Online communities are a powerful tool. Get the strategy right and they can help to generate a major success story: get them wrong, and they fade into insignificance, if you are lucky!
Historically, social media was seen as an anathema to businesses like banks.
Thankfully such narrow minded thinking is a thing of the past, but some businesses have gone too far in the other direction.
Excesses are dangerous. If a financial organisation is excessively insular it looks out of touch, whereas by going to the other extreme, and jumping on every social media trend available, banks risk being seen like the deeply embarrassing parent dancing to the latest youth anthem.
Rob Cottingham captures this phenomenon well in the attached comic strip.
In the most recent Mapa Credit Card Dashboard update we recorded the demise of First Direct’s Little Black Book.
This was the first UK bank online community site retained exclusively for customers to share reviews of both banking and non-banking experiences when it was launched way back in 2008.
The bank’s stated reason for closure was customer feedback which identified that “numerous review sites online…have become a lot bigger than the Little Black Book”. No doubt the usual suspects of social media like Facebook, Twitter etc. are ‘bigger’ – but size is only one factor when considering online communities, and not necessarily the most important.
Online communities can be used to develop customer relationships but they come into their own when considered as sources of information for targeted sales.
The most successful way to exploit this opportunity for sales is to develop a number of groups and or sub-groups within the main online community. These groups are defined by customer interests and service requirements.
By increasing the number of groups the online community benefits and the community provider, in this case banks, profits from the opportunity to identify additional customer segments. At a certain point when enough information has been generated within the communities it becomes possible to segment further into highly personalised micro-segments.
Micro-segmentation is a hotly debated topic often mentioned in the same breath as big data. In the context of online communities these micro-segments provide more targeted insight, making sales and marketing strategies more effective, whilst providing a highly personalised and predictive approach to the sales process.
The online community sales and market segmentation opportunity
By interrogating the data provided from communities, for example considering communication streams and topics of conversation, upsell and cross-sell opportunities can be increased.
Social media, like any communication platform, needs to be used in a targeted fashion: its use should imitate a scalpel not a meat cleaver.
Good online communities should follow a set of simply guidelines:
- Relevance. Communities must make sense in relation to the customer or segment in question. For example who is it targeting and for what reason? Is it to increase spending or to keep the customer from churning?
- Logic. It must make sense for the service, product or information to be delivered through the social platform in question. There is nothing worse than a random product insertion and it has the potential to alienate the community members.
- Integration. Any service offering should appear to seamlessly link into the community ethos, its pertinence and relevance being unquestionable.
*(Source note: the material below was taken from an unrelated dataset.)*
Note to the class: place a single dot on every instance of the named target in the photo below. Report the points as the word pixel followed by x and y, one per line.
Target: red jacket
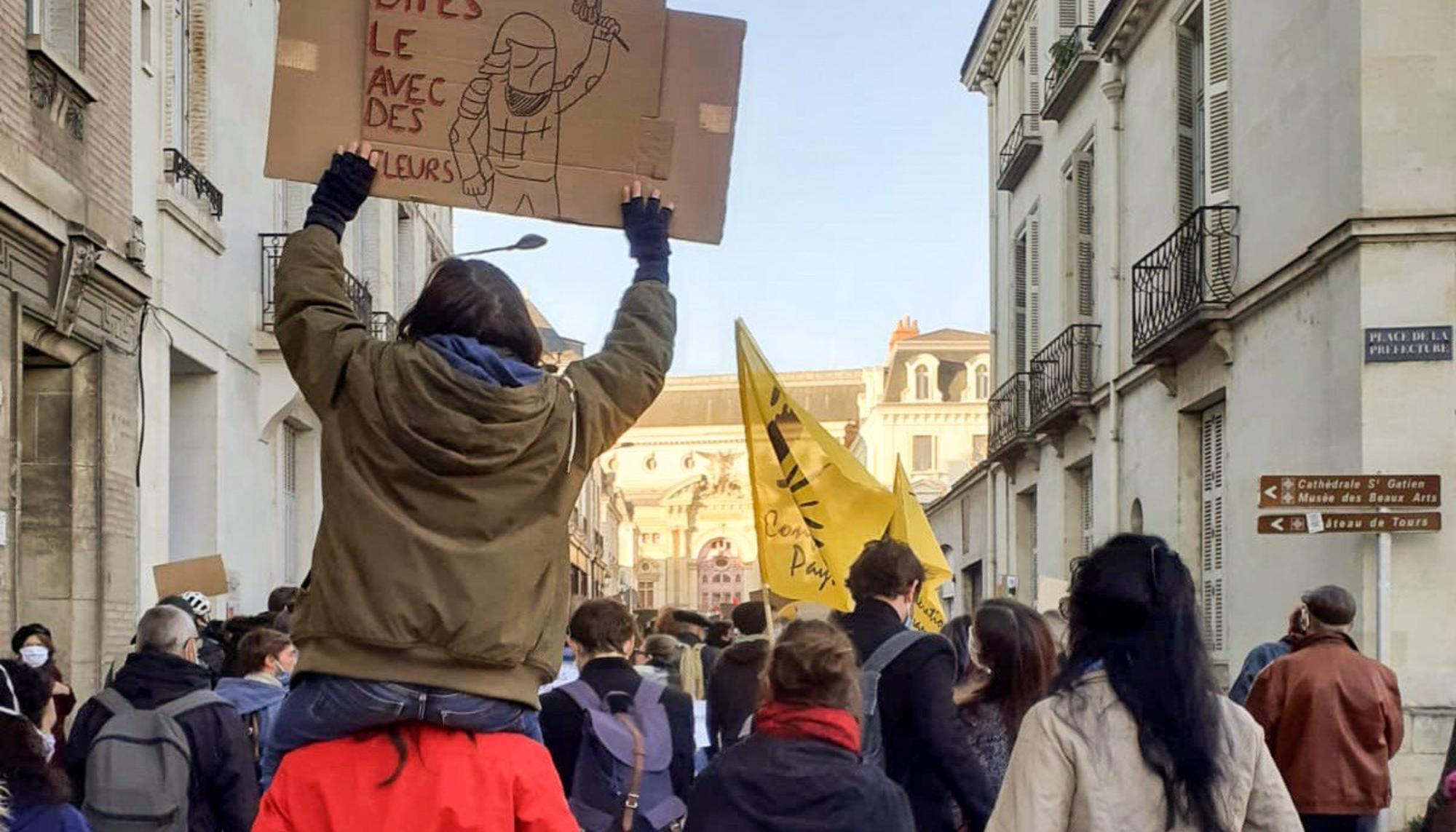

Successful targeted online financial communities
Whilst monitoring the digital strategies of banks we have come across a number of innovative uses of online communities. An area within which banks have been particularly active is the enterprise sector with SMEs.
Many of the communities developed for this segment have been highly successful and widely utilised. One of the most original is Commonwealth Bank’s “Women in Focus”, a forum dedicated to connecting business women in Australia through the provision of events, workshops and partnerships.
The community even has an area where business owners can promote their products and services. Although the services provided are not within the remit of the bank’s core products, this site does fulfil the criteria of a good online community by providing pertinent and useful services to its members.
A leading example in the US is American Express with its OPEN Forum, which provides video, articles, blogs, podcasts and expert advice for business owners.
The Community has a “Highlights” section which features blogs and articles on topics such as branding and employee morale. In its second year OPEN increased unique visitors by 525% from 160,000 to over a million.
AMEX’s proposition demonstrates a number of online community best practice features including pertinence, relevance and service integration through the incorporation of the OPEN Forum within the wider proposition, which includes a dedicated selection of credit card products for SMEs.
Financial communities are both relevant and useful for SMEs, as business owners are limited in their choices, yet have a close working relation with their financial advisors.
This provides the opportunity for banks to provide SME communities with core banking products through integration into the communities themselves.
In this way the community serves as a cross-selling and value added service opportunity. In contrast The Little Black Book did not promote cross sales and First Direct made minimal effort explaining how these features were relevant to the bank or its customers.
Perhaps the most important factor for banks to maintain a successful community is the integration of products and services.
The Little Black Book may have had more success had it integrated information and services surrounding loyalty and other schemes usually associated with credit cards such as frequent flyer programmes.
But let us not denigrate First Direct. It was the first to approach communities indirectly by providing a non-core banking offering. It remains an innovator in this space and has simply been overtaken by developments elsewhere on the web.
It should also be commended for recognising this and reacting to customer input to remove the service, and thereby proving that they actually listen to those very online community members.